Autograd for Class Variables#

@Chaoming Wang @Xiaoyu Chen

In this section, we are going to talk about how to realize automatic differentiation on your variables in a function or a class object. In current machine learning systems, gradients are commonly used in various situations. Therefore, we should understand:

  • How to calculate derivatives of arbitrary complex functions?

  • How to compute high-order gradients?

import brainpy as bp
import brainpy.math as bm

bp.math.set_platform('cpu')

Preliminary#

Every autograd function in BrainPy has several keywords. All examples below are illustrated through brainpy.math.grad(). Other autograd functions have the same settings.

argnums and grad_vars#

The autograd functions in BrainPy can compute derivatives of function arguments (specified by argnums) or non-argument variables (specified by grad_vars).
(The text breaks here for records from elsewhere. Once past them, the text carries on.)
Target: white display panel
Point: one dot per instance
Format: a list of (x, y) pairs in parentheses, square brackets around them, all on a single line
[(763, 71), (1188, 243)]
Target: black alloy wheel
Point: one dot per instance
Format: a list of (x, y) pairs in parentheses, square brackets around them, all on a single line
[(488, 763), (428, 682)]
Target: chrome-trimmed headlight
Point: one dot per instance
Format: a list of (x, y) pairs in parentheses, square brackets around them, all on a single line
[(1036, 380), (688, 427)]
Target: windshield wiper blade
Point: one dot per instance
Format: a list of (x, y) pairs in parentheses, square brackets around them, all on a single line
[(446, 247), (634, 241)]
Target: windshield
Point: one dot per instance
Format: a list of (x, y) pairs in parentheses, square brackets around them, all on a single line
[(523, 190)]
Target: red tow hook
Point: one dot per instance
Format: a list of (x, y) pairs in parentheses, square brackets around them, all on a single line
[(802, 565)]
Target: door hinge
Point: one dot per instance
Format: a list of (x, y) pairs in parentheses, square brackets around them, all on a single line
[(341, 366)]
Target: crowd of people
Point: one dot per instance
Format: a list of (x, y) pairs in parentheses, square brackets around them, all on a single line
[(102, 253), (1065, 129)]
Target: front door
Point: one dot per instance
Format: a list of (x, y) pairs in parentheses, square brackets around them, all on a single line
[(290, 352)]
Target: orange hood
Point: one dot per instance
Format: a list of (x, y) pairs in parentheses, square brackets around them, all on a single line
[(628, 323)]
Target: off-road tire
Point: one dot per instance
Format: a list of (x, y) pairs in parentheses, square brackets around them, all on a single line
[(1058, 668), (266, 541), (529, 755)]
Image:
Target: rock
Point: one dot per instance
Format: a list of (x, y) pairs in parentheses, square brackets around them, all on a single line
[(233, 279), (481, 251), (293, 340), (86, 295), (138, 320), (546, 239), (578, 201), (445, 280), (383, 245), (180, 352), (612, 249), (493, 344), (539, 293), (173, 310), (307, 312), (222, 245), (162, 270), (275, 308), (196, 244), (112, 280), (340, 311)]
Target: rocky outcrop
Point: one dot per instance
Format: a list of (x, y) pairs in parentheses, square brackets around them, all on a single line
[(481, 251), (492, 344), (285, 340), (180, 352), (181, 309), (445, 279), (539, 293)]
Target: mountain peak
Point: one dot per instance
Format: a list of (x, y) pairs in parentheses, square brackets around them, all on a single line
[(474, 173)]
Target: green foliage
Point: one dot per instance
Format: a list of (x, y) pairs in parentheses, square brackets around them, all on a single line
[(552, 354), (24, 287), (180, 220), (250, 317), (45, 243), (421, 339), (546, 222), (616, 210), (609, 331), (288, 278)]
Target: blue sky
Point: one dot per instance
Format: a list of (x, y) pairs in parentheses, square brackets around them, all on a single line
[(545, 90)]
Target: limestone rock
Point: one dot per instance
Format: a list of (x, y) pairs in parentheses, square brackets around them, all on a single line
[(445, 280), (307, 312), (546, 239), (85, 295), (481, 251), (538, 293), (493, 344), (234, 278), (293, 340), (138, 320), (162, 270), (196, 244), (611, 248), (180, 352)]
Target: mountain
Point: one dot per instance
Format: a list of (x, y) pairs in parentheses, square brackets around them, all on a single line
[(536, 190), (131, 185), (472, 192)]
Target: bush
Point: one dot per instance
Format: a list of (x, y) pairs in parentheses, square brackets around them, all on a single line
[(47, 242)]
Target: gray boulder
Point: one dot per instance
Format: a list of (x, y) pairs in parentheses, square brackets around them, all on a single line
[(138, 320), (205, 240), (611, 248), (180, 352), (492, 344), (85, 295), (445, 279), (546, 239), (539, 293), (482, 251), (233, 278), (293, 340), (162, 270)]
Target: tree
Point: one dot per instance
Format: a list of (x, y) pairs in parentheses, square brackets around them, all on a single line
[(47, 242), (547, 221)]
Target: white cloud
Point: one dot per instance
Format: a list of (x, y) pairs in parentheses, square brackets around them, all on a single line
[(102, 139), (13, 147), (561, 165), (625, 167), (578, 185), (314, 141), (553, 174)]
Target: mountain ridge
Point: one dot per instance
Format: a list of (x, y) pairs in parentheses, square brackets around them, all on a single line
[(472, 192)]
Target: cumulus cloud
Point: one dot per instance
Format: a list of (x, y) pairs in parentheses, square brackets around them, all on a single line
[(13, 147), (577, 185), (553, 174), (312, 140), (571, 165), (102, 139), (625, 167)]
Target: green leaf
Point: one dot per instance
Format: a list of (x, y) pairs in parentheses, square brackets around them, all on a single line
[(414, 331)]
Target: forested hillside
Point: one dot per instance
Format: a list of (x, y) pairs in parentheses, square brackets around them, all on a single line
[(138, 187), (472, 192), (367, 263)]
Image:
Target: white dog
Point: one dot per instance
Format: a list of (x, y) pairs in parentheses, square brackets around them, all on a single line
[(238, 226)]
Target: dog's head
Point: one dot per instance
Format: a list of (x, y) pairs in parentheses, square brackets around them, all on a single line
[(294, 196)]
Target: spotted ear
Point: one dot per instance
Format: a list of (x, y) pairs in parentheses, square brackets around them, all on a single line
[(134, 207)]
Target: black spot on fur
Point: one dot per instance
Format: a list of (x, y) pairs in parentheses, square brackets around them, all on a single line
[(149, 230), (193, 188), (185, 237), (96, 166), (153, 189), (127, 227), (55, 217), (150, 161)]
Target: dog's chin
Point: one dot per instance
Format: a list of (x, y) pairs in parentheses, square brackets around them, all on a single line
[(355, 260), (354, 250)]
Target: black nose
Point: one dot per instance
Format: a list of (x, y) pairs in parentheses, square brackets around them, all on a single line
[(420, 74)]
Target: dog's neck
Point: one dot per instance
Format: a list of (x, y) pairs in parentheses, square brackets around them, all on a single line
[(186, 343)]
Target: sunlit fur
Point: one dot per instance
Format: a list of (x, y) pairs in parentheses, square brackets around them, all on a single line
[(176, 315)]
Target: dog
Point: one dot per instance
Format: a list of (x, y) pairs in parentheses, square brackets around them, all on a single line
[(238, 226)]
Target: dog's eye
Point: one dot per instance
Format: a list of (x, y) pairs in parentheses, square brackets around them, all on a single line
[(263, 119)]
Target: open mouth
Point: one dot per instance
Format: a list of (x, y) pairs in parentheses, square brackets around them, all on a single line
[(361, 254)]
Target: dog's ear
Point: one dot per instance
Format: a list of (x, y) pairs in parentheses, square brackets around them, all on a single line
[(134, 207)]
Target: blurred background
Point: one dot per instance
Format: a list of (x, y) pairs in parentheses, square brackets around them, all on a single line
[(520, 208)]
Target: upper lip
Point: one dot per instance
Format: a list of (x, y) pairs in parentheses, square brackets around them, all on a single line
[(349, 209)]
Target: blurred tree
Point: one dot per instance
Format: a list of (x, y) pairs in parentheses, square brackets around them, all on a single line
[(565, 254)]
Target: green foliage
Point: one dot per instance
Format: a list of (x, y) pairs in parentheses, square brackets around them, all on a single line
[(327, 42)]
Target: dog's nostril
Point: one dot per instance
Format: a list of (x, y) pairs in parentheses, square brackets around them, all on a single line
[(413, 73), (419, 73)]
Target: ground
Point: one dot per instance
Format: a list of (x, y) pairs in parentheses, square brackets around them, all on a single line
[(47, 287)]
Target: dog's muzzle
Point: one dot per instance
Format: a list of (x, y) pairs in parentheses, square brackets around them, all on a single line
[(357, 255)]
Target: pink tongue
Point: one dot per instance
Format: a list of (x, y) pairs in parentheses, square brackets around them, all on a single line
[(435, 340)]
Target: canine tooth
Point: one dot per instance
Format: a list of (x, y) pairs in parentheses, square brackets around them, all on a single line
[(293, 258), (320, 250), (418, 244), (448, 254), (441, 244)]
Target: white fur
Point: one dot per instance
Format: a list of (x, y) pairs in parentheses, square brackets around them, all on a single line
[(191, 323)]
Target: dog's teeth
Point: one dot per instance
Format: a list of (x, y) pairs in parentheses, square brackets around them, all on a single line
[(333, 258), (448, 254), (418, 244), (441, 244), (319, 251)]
For instance, the following is a linear readout model:

class Linear(bp.Base):
    def __init__(self):
        super(Linear, self).__init__()
        self.w = bm.random.random((1, 10))
        self.b = bm.zeros(1)
    
    def update(self, x):
        r = bm.dot(self.w, x) + self.b
        return r.sum()
    
l = Linear()

If we try to focus on the derivative of the argument “x” when calling the update function, we can set this through argnums:

grad = bm.grad(l.update, argnums=0)

grad(bm.ones(10))
JaxArray([0.9865978 , 0.14363837, 0.03861248, 0.42379665, 0.7038013 ,
          0.11866355, 0.67538667, 0.15790391, 0.6050298 , 0.778468  ],            dtype=float32)

By contrast, if you focus on the derivatives of parameters “self.w” and “self.b”, we should label them with grad_vars:

grad = bm.grad(l.update, grad_vars=(l.w, l.b))

grad(bm.ones(10))
(DeviceArray([[1., 1., 1., 1., 1., 1., 1., 1., 1., 1.]], dtype=float32),
 DeviceArray([1.], dtype=float32))

If we pay attention to the derivatives of both argument “x” and parameters “self.w” and “self.b”, argnums and grad_vars can be used together. In this condition, the gradient function will return gradients with the format of (var_grads, arg_grads), where arg_grads refers to the gradients of “argnums” and var_grads refers to the gradients of “grad_vars”.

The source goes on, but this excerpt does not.